Yesterday I got a check for most of my share of his estate and I looked at real estate. This part of Florida, for all the growth, and the growth has been enormous, is still very reasonable. A nice three bedroom, two bath house can be bought for less than $300,000; easy walking distance from the beach, most amenities (most houses don't have pools, and none have hot tubs).

The sense I get from this trip is that people are so temporary but the things we build last much longer. When I was a kid, I didn't understand how such big things as a beach front condo complex can get built, but now I do. The people who make the finance decisions don't understand life any better than I do, they just have been taught a formula for what makes a good investment, and what doesn't, and the formula is tried and true, it expresses something mathematical about the nature of our species, as a community, and it's stood the test of time. I've learned it first on a relatively large scale, in California real estate, and now in a much more manageable size, Florida real estate. I've learned that I could afford an equally lovely slice of Planet Earth here, now, for much less money than my slice of California cost in 1992. And as a bonus there's a very swimmable beach nearby.

The tradeoff of course is that there aren't very many Internet heavy weights nearby, but maybe that's a blessing, and for the money I save, I could buy my own T1 line and be as close as you can get to them anyway.

Part of me is tempted to write the check for a down payment and call the movers in San Jose and have all my stuff brought here out of storage. But I'm going to resist the temptation, for now at least, and drive north and west, but mostly north. My next stop, Murphy-willing, and assuming a last-minute gig to cover the RNC in NYC doesn't materialize, is Madison, Wisconsin, and then over the Canadian Rockies, a passage I've never before made and one I totally look forward to, ending in Seattle by Labor Day for Bumbershoot.

Monetizing the blogosphere Permanent link to this item in the archive.

Meanwhile back in California, they're paving paradise and putting up a parking lot. With a pink hotel, a boutique, and a swinging hot spot. (With thanks to Joni Mitchell.)

Everywhere you look the blogosphere is being hitched to business models, none of them very creative, nothing more than rehashes of what was tried in the 90s, and in some cases worked, but in no cases yielded anything that behaved like a weblog.

The only reason to publish a weblog, imho, is if you have a passion for something and want to make sure people hear what you have to say about it. You have to be pro-flow, anything that restricts flow is un-blog-like, and will yield a newspaper, a magazine, a professional publication, something very different from a blog. (Sure there are also the personal diaries, which are mostly ways of saying Hey I'm Here, and I'm not sure my model for a blog is much different, so nothing is very simple, or hard and fast.)
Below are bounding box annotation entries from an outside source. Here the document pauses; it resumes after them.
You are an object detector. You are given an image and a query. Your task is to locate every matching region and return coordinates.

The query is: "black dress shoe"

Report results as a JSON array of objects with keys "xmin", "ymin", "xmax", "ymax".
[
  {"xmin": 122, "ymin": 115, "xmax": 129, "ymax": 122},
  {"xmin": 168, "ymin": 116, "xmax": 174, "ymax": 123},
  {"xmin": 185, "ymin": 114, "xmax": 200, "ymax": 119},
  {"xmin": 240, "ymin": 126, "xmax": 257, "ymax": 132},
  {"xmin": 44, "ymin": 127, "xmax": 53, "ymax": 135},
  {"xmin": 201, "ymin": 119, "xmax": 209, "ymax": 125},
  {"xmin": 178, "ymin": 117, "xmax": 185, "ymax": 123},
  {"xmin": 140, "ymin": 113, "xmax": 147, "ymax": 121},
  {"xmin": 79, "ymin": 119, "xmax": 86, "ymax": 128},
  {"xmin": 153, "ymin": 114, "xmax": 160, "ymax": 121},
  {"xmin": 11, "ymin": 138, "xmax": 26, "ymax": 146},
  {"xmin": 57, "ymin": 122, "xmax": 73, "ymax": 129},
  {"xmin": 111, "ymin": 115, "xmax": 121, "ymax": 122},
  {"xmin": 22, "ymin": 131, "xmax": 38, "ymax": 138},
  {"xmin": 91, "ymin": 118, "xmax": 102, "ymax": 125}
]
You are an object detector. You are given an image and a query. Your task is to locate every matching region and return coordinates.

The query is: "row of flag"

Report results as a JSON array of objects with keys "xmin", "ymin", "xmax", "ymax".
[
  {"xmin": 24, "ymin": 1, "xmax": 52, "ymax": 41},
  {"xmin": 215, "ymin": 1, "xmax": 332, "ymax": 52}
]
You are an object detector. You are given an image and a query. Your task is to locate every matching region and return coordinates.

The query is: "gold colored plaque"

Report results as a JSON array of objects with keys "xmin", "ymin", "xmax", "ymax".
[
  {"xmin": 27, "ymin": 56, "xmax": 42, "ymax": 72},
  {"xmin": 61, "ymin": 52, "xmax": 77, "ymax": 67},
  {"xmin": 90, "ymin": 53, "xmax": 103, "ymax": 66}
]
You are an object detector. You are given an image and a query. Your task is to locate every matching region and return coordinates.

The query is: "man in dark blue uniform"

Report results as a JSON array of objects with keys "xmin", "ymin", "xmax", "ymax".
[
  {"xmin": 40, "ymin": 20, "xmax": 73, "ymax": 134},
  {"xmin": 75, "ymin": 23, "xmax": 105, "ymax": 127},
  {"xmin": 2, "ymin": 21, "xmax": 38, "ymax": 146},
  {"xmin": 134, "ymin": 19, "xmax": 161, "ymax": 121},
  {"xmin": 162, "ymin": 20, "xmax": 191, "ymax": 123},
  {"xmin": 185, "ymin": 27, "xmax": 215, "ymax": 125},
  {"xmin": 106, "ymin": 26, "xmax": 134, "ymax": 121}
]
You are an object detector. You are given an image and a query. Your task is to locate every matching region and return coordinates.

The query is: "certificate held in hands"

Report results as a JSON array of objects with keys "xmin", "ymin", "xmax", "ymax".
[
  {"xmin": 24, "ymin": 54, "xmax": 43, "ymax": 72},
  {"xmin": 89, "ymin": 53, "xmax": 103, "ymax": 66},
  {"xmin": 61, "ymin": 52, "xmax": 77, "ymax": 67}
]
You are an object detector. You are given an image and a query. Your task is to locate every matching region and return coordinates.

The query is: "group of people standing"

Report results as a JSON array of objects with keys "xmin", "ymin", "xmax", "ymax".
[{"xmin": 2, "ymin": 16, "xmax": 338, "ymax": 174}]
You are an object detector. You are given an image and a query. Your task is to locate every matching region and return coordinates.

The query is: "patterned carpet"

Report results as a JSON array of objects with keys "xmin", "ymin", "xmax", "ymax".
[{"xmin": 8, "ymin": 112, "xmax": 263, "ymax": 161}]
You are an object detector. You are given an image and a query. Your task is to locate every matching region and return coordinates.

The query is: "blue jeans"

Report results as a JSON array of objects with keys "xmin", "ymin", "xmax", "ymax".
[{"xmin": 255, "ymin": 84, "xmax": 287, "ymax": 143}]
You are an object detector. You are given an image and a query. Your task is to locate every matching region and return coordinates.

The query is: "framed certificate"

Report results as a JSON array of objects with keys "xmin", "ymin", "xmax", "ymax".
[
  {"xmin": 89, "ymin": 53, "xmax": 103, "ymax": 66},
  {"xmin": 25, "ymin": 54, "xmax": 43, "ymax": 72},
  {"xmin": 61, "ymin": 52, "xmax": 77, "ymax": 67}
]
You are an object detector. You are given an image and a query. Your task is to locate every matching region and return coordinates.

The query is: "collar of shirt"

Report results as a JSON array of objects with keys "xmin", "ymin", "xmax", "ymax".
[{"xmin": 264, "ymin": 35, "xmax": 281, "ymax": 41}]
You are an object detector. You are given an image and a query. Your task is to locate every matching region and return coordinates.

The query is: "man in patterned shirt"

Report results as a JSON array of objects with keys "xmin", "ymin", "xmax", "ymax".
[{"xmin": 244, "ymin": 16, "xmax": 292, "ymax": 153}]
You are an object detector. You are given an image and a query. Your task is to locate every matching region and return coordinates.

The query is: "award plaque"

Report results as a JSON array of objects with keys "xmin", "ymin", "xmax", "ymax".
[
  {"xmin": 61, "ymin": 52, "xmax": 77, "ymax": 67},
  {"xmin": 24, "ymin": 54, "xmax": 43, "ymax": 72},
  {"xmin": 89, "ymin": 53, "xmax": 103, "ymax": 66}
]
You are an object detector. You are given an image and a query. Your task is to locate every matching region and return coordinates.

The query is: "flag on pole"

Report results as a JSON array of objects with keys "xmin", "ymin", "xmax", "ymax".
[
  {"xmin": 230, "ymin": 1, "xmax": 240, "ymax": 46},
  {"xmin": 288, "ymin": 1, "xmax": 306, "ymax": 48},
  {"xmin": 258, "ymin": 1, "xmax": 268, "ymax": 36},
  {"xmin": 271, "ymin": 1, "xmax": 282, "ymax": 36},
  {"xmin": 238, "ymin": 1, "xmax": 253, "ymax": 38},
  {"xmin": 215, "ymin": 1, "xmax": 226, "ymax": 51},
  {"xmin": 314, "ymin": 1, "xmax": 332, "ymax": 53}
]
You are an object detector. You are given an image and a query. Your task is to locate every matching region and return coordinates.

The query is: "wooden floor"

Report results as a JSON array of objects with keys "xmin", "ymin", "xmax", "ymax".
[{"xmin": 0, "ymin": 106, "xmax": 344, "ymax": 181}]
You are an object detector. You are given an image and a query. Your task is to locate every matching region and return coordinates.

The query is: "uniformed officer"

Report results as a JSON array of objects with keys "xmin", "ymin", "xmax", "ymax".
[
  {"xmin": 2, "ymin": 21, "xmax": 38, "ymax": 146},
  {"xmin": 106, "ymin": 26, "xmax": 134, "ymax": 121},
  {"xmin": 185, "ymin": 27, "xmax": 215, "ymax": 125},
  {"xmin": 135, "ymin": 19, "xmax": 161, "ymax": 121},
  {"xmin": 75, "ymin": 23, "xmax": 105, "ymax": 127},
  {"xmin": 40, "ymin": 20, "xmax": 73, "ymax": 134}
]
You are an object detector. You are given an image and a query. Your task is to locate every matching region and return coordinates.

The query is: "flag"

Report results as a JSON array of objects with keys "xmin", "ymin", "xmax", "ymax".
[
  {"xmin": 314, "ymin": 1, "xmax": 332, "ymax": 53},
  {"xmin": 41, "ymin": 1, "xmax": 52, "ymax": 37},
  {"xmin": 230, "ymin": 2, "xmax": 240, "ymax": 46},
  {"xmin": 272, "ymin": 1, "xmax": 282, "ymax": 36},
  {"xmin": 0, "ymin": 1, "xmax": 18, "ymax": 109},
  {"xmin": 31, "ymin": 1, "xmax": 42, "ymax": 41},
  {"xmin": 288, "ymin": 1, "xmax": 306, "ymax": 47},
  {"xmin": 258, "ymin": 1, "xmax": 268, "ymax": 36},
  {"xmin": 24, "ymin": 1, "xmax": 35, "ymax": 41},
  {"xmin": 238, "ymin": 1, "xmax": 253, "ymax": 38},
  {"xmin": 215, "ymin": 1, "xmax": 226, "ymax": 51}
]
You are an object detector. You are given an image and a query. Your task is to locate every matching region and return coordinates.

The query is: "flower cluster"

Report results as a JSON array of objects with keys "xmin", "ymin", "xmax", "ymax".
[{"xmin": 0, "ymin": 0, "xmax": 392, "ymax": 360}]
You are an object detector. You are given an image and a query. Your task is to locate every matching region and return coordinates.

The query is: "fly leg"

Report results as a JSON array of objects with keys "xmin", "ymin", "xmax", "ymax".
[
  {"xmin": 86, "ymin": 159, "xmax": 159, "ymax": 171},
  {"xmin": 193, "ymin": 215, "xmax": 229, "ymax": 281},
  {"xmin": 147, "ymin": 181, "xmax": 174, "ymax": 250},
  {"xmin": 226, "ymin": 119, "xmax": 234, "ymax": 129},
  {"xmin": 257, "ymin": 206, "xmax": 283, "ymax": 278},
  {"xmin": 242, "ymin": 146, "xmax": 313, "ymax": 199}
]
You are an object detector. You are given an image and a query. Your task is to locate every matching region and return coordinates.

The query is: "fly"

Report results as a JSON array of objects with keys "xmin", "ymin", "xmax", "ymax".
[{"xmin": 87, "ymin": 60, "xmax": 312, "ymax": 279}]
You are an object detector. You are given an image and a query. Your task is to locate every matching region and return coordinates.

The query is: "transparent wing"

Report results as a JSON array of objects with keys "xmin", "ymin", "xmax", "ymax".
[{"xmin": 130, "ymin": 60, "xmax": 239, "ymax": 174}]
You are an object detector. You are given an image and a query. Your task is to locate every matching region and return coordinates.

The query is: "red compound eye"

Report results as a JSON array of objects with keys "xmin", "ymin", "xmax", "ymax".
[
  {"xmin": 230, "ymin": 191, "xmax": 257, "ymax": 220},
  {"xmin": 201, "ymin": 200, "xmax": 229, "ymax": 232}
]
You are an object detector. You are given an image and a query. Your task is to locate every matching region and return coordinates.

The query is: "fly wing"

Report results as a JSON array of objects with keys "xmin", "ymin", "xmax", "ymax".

I suppose it was inevitable, and I guess it's okay. I just find that I'm repelled by the idea of raising multiple millions of dollars for a business where the tools can be had so cheaply. What are you going to charge for? Hmmm. I think I shouldn't have to pay for that.

Anyway, I keep getting requests to link to some silly things, like sites taking their content out of their RSS feed. When this happens it sends a chill deep into my body, a sense that this is what was wrong with Silicon Valley in the 80s and 90s, but it wasn't so easy to see as it is now.

Weblogs started out, I thought, as a fun project to push neat ideas into the world, but maybe they were always supposed to be a news magazine that made money. No matter, I don't think very many who read blogs in RSS will change and start reading them on the Web so we can see the ads. As usual, that's a benefit for the publisher, not for me. I understand why they want me to do it, but have they given me any reason to want it?

Maybe I'm reading this wrong. Hope so.

I have a mind, I also have eyeballs, but I'd prefer if you think of me as a mind.

     

Last update: Tuesday, August 24, 2004 at 7:54 PM Eastern.